Antonio Pappano conducts 'Andrea Chénier': coming soon to DVD and Blu-Ray
Giordano's Andrea Chénier, first seen in Milan in 1896, is loosely based on the life of the poet André Chénier, born in Constantinople in 1762. Caught up in the turmoil of the French Revolution, in 1794 he became one of Robespierre’s last victims during the Reign of Terror. In the opera, Andrea falls in love with an aristocrat, Maddalena di Coigny, whom he first meets at her mother’s château in Act 1, which takes place in the earliest days of the Revolution. His rival for Maddalena’s love is Carlo Gérard, a servant in the Coigny household who goes on to become a powerful revolutionary.
In September, Warner Classics releases the 2015 Covent Garden production of Giordano's Romantic masterpiece on DVD and Blu-Ray. This "scrupulously researched and exquisitely realised production" (The Independent), directed by Sir David McVicar, is an operatic spectacle in the grand tradition, with a large cast, atmospheric decor, lavish costumes and expansive emotions.
At the podium for Covent Garden's first production of the opera in 30 years, was Sir Antonio Pappano, Music Director of the Royal Opera House. The New York Times praised his interpretation of Giordano’s gripping score as “dynamically alive to every possibility”, adding that: “Like many a Pappano night at Covent Garden, it suggested a conductor in command of everything he undertakes, whatever period, style or provenance.”
The title role in Giordano’s opera Andrea Chénier, an epic of the French Revolution, demands much of a star tenor. As might be expected, in his debut as Chénier, Jonas Kaufmann rose superbly to the challenge. The Financial Times, having likened Kaufmann to a portrait by the Neoclassical painter Jacques-Louis David, said: “He has never sounded better...His dark tenor smoulders with the heat of a poet’s unfulfilled ardour and his top notes ring out effortlessly.”
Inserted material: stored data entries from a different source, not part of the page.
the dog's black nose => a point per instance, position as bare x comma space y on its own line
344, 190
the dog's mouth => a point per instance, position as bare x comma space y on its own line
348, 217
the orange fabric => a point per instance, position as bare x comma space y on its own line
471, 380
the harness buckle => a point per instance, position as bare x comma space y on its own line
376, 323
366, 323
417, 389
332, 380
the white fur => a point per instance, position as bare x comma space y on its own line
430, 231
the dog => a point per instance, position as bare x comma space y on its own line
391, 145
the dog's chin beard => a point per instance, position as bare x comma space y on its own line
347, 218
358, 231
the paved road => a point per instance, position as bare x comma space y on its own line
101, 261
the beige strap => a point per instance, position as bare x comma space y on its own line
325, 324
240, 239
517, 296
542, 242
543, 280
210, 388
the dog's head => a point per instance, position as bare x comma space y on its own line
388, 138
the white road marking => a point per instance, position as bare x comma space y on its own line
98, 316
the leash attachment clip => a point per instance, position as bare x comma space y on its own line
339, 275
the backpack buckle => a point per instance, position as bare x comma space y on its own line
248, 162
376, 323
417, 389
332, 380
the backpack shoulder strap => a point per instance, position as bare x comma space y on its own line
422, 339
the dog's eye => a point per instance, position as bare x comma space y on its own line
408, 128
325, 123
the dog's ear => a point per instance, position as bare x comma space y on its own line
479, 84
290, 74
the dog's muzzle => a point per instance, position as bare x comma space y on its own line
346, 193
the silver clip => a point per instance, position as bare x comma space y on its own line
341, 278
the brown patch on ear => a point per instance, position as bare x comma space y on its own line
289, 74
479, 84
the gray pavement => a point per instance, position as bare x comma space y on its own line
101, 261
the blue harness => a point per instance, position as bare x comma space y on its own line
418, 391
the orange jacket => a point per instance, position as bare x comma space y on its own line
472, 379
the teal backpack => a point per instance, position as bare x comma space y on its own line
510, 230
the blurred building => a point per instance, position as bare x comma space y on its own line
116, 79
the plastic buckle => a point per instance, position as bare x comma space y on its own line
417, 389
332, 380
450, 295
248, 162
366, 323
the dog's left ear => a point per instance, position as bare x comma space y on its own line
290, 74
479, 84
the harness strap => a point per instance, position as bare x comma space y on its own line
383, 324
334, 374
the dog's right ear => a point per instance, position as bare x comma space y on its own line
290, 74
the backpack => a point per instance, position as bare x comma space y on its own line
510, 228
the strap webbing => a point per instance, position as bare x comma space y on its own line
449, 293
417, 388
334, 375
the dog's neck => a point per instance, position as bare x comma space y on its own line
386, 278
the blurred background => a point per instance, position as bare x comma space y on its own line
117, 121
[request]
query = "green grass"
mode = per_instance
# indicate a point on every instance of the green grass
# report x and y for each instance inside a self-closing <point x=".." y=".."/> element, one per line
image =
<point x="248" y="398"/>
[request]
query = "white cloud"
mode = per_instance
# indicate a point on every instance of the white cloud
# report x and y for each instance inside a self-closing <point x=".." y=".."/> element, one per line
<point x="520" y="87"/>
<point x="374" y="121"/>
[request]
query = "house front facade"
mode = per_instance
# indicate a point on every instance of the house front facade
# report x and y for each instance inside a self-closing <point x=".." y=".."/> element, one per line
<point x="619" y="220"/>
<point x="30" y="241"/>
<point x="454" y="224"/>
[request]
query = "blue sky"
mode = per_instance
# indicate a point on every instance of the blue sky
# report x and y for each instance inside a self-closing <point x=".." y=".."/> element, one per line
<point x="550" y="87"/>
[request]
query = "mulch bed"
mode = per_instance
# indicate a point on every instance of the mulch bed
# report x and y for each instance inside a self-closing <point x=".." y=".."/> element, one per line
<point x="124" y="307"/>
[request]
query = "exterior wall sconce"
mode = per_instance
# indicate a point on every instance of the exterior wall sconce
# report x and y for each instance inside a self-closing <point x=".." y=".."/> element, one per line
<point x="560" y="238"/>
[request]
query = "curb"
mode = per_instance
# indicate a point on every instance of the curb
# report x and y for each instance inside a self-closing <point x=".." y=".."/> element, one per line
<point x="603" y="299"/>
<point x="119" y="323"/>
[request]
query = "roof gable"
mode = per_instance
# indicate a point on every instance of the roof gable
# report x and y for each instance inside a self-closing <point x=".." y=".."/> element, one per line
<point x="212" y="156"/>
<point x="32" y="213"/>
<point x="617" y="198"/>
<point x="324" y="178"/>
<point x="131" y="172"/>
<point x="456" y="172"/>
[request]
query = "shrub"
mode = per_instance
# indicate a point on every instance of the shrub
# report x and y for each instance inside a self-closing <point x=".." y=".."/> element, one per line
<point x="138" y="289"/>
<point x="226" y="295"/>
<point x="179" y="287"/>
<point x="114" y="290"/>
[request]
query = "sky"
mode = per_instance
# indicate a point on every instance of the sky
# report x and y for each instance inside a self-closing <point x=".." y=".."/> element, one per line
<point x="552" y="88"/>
The role of Maddalena is taken by the rich-voiced and impassioned Dutch soprano Eva-Maria Westbroek, a favourite at Covent Garden in works by Puccini and his contemporaries, while the emotionally conflicted Gérard is sung by the charismatic and vocally authoritative Serbian baritone Zeljko Lučić, who received "the biggest ovation" and "hit the bullseye" (The Telegraph) in "a beautifully sung, handsomely acted portrait of a revolutionary politician". (The Guardian.)
The impressive supporting cast includes three powerful mezzo-sopranos: Denyce Graves, glamorous of presence and timbre as Maddalena’s faithful maid Bersi; Rosalind Plowright (who, as a soprano in the 1980s, sang Maddalena to José Carreras’ Chénier at the Royal Opera House) is the Contessa di Coigny, and the compelling Elena Zilio takes the role of old Madelon, who sends her grandson to fight for the Revolution.
With all these crucial musical and scenic elements in place, this is just the kind of full-blooded performance that brings the sweeping drama of Andrea Chénier irresistibly to life.
Andrea Chénier from Covent Garden, conducted by Antonio Pappano and starring Jonas Kaufmann, Eva-Maria Westbroek and Zeljko Lučić, will be available in September on Warner Classics on DVD and Blu-Ray.